Traceback (most recent call last):
  File "/home/akhil/.local/bin/deepspeech", line 11, in <module>
    sys.exit(main())
  File "/home/akhil/.local/lib/python3.6/site-packages/deepspeech/client.py", line 89, in main
    ds = Model(args.model, N_FEATURES, N_CONTEXT, args.alphabet, BEAM_WIDTH)
  File "/home/akhil/.local/lib/python3.6/site-packages/deepspeech/__init__.py", line 24, in __init__
    raise RuntimeError("CreateModel failed with error code {}".format(status))
RuntimeError: CreateModel failed with error code 12294

Also I did not use Bazel to build TensorFlow. I used pip3.

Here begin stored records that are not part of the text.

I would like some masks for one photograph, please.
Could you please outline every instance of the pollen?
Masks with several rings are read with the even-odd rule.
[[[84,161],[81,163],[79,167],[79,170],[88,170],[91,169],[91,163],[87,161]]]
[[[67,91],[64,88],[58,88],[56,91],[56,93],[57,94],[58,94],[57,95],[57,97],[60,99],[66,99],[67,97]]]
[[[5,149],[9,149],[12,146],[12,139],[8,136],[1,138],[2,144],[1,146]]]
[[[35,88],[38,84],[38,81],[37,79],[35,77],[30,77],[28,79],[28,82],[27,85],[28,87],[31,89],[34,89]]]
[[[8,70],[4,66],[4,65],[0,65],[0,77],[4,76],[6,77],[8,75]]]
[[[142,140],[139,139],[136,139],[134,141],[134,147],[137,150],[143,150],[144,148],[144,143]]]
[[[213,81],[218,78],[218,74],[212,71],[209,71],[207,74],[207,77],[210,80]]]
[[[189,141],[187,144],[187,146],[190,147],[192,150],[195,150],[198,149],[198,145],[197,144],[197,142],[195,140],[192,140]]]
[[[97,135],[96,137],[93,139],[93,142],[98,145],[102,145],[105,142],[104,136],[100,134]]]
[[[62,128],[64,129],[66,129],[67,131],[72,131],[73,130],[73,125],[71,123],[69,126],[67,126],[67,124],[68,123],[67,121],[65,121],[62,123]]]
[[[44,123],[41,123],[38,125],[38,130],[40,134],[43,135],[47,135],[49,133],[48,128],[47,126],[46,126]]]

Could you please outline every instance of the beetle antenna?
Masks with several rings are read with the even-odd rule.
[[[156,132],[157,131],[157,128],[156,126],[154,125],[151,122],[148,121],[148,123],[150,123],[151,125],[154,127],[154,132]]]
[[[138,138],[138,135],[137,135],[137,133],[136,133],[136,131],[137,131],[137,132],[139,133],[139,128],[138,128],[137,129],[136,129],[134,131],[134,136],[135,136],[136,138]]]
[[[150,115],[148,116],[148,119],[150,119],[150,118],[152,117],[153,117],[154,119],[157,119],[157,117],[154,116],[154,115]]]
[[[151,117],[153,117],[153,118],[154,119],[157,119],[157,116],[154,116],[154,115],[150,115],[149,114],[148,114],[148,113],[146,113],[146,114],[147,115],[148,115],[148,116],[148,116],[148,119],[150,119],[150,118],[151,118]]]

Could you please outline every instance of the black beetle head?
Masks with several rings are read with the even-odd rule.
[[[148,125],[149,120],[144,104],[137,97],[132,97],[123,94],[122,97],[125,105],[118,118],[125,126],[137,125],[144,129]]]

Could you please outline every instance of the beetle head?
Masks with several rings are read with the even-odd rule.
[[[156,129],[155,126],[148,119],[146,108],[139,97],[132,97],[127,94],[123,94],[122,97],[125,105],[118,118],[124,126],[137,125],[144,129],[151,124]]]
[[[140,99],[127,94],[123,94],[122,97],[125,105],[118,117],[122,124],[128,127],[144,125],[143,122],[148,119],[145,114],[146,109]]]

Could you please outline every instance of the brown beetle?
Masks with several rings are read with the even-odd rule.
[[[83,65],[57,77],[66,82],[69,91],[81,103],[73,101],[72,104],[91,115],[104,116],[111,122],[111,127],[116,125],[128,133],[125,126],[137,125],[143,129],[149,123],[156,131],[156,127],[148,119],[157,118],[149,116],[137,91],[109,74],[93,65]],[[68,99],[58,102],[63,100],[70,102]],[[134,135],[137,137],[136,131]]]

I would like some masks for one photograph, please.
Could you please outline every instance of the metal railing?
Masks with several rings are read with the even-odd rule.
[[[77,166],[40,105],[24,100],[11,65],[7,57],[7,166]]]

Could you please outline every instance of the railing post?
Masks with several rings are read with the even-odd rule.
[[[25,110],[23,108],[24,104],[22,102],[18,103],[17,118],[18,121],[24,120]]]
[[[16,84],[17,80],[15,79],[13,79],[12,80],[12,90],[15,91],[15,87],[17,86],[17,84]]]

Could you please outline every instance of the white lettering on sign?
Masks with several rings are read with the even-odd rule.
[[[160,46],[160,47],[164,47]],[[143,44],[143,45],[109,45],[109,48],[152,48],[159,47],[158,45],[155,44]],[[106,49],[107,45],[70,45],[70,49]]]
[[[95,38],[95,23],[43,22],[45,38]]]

No problem, your command line is exactly what I was missing !

So, a few things:

  • I don’t know if tensorflow-gpu provided by upstream is TensorRT-enabled by default
  • You will have to rebuild libdeepspeech.so following the CUDA instructions and enabling TensorRT yourself

Ok, thank you.

Do you think another option would be to train the model from scratch and have the Tensor RT enabled and see what happens?

Also, I see references to batch size in your conversion code. I don’t know how TensorRT works, is it possible it will only give speedup on huge workload, and single-file single-batch inference is just not leveraging it ? There might be some first run / setup cost that is much higher than running inference itself.

I don’t think it is going to make any difference.

You’re right. The documentation supports that. I’m going to debug this some more and get back to you. Thank you for your help

So maybe you want to try and see inference time using evaluate.py codebase then, which is closer to a intensive-inference workload.